Tense, disturbing, riveting, Alex Garland’s dystopian film Civil War examines an existential threat preying on the American sub-conscious: What would happen if the political and social divisions cleaving the United States ultimately collapse the nation into the abyss? What if the wars of rhetoric, of culture, of values, cause a series of irreparable breaks, whole states secede and we descend into an actual war?
Great storytelling requires an answer to the question left hanging in the center of Garland’s otherwise solid film: How in the world did it come to this? It is a question that vexes both the film and the viewer. Civil War tells us bad things are happening, but never tells us why they are happening.
There is so much blood in this soil, and the film imagines even more, a slow drip from mangled bodies — but for what cause?

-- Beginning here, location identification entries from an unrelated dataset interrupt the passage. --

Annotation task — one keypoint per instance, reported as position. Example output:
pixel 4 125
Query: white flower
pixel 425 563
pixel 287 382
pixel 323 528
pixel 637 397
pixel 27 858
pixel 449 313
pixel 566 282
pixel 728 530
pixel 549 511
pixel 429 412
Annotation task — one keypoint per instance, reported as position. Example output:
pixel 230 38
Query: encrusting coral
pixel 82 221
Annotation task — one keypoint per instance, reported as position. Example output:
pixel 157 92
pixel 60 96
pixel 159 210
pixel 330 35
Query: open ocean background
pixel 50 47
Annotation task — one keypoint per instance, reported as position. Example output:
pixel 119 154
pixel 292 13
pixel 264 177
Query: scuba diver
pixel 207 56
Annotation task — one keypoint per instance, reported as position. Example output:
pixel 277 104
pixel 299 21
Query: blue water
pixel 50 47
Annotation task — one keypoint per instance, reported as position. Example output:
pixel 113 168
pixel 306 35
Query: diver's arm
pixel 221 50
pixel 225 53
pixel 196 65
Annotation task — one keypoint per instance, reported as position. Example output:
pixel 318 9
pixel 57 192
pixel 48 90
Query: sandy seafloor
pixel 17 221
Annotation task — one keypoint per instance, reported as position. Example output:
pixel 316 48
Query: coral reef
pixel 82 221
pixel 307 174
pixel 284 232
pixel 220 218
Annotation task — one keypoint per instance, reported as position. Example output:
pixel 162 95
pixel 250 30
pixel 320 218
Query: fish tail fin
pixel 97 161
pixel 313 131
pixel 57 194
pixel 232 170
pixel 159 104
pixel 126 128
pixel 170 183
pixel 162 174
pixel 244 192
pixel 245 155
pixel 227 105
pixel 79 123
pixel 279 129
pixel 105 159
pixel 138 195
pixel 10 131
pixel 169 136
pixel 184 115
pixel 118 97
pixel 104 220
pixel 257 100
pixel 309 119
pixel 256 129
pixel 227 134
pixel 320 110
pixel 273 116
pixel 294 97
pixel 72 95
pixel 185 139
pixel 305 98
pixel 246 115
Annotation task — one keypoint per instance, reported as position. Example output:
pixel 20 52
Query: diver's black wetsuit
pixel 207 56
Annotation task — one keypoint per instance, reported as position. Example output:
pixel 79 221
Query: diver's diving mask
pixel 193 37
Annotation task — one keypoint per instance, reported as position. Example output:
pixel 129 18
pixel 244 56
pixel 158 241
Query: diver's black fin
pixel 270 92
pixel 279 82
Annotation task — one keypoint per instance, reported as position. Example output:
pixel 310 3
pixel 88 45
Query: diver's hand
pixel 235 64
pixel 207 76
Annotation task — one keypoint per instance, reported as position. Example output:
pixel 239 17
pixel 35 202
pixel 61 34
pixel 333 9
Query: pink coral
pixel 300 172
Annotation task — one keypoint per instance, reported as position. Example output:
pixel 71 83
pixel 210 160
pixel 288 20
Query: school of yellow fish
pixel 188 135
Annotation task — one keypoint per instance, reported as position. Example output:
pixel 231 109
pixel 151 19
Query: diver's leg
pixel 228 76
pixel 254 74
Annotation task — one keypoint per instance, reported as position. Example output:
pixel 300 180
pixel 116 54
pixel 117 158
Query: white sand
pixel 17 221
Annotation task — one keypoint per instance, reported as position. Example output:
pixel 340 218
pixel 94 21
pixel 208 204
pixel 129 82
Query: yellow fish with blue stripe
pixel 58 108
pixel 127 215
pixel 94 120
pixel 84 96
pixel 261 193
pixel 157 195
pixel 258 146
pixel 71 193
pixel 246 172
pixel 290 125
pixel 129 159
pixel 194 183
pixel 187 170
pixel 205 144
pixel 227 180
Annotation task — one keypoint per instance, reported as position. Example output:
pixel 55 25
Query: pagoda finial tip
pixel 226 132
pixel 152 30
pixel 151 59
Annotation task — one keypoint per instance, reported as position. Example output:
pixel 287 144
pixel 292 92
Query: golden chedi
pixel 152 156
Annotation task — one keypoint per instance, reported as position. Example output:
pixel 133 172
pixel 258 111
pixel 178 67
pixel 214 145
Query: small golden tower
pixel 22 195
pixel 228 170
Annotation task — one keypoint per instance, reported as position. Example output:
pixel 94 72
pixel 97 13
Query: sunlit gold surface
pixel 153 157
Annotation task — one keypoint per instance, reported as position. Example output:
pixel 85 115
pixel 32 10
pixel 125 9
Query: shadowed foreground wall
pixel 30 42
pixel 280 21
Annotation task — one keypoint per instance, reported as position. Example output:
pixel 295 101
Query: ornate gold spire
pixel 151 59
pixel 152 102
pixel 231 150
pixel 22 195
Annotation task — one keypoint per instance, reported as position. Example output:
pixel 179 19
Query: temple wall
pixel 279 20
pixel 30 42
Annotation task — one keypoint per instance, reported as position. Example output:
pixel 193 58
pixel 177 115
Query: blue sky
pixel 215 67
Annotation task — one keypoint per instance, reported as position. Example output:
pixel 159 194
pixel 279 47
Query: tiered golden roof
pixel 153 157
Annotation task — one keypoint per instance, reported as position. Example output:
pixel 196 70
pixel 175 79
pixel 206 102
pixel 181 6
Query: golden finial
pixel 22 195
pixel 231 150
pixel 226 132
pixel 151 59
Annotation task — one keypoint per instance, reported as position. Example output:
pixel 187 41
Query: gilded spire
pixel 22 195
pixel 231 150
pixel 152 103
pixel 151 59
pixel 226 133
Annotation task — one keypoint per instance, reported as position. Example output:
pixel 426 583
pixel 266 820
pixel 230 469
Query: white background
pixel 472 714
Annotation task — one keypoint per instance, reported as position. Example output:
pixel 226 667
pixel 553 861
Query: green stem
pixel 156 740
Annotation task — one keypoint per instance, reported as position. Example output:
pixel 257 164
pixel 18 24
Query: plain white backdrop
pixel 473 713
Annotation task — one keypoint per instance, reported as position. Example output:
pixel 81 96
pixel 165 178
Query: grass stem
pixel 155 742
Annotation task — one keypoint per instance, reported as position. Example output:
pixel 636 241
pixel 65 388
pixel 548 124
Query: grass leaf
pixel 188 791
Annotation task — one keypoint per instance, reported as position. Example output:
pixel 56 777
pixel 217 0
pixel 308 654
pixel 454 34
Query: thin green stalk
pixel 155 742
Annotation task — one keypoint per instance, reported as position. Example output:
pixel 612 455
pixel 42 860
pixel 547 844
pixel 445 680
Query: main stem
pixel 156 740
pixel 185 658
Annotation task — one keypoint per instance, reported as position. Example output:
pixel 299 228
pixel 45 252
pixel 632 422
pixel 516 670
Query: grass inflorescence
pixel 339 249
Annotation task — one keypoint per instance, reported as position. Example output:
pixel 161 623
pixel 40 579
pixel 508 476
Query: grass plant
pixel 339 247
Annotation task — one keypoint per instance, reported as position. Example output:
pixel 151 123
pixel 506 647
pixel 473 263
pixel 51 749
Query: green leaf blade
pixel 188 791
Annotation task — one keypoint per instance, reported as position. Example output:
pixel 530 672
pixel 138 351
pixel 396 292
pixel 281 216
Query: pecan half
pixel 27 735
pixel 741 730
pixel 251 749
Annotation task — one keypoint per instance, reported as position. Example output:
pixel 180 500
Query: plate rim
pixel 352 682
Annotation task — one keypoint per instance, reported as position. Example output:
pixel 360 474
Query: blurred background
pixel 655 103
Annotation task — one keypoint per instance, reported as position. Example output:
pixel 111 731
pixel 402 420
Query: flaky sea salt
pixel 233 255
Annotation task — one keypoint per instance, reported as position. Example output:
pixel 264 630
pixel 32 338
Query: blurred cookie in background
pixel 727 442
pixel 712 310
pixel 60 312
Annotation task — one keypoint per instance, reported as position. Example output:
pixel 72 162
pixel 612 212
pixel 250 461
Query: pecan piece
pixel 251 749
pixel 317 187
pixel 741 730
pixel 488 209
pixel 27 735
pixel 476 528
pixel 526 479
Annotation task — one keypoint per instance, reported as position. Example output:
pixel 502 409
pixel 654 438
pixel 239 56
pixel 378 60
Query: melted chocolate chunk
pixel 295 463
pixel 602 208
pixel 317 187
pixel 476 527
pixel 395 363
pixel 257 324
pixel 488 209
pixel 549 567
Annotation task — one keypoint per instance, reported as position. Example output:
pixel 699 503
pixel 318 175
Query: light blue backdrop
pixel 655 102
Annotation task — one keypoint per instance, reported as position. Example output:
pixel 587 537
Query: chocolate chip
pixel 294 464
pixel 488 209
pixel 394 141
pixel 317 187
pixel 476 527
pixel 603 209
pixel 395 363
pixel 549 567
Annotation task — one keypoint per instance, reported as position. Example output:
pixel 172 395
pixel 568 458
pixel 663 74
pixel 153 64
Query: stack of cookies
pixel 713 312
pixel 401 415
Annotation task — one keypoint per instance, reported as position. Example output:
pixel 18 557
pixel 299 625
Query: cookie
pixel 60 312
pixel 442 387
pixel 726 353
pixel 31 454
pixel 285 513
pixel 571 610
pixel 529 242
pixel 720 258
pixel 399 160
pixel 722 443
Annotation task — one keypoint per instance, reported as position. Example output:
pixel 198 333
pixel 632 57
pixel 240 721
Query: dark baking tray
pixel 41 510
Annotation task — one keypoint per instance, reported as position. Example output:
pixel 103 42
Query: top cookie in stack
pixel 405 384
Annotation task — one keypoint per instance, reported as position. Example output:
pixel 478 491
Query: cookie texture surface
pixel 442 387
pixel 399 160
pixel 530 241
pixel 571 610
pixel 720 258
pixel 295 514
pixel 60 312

In Civil War, as journalists Lee Smith (Kirsten Dunst), Joel (Wagner Moura), Sammy (Stephen McKinley Henerson) and Jessie (Cailee Spaeny) travel through the war-torn Mid-Atlantic, taking a route through West Virginia to get from New York to Washington, D.C., they maintain their journalistic integrity and an innate compulsion to document the truths driving them into the deadliest zone of military combat. By visually documenting the tragedy of a not-so-distant future with impartiality, these journalists demonstrate heart and guts and even glory, but few opinions. Aside from one expression of passionate frustration with an American president who has disrupted norms and engaged in acts of authoritarianism, there is no commentary. The only scene that finds them intervening, attempting to make an impact on rising tensions, and changing a likely outcome, is one in which they are trying to save the lives of their colleagues, and not a single photograph is taken.
This is also the scene in which Jesse Plemons delivers the line that guts the emotional center of the film: “What kind of American are you?”
In one scene, in a strip of a small town, where water is so abundant that lawns are watered with sprinklers hooked to hose lines, a salesgirl pouts when out-of-towners distract her from a great book, and an old woman, her shirt starched, walks a small dog without fear. There are rooftop snipers everywhere. This is a place where the people came together to keep the chaos out. In the filmmaker’s vision, American life exists only because of armed patrols.
So, what is America?
No one in the film knows the answer to that simple question delivered by Plemons, but everyone watching it knows why those Black and Brown bodies are in a deep, open grave tended by the unnamed soldier he plays.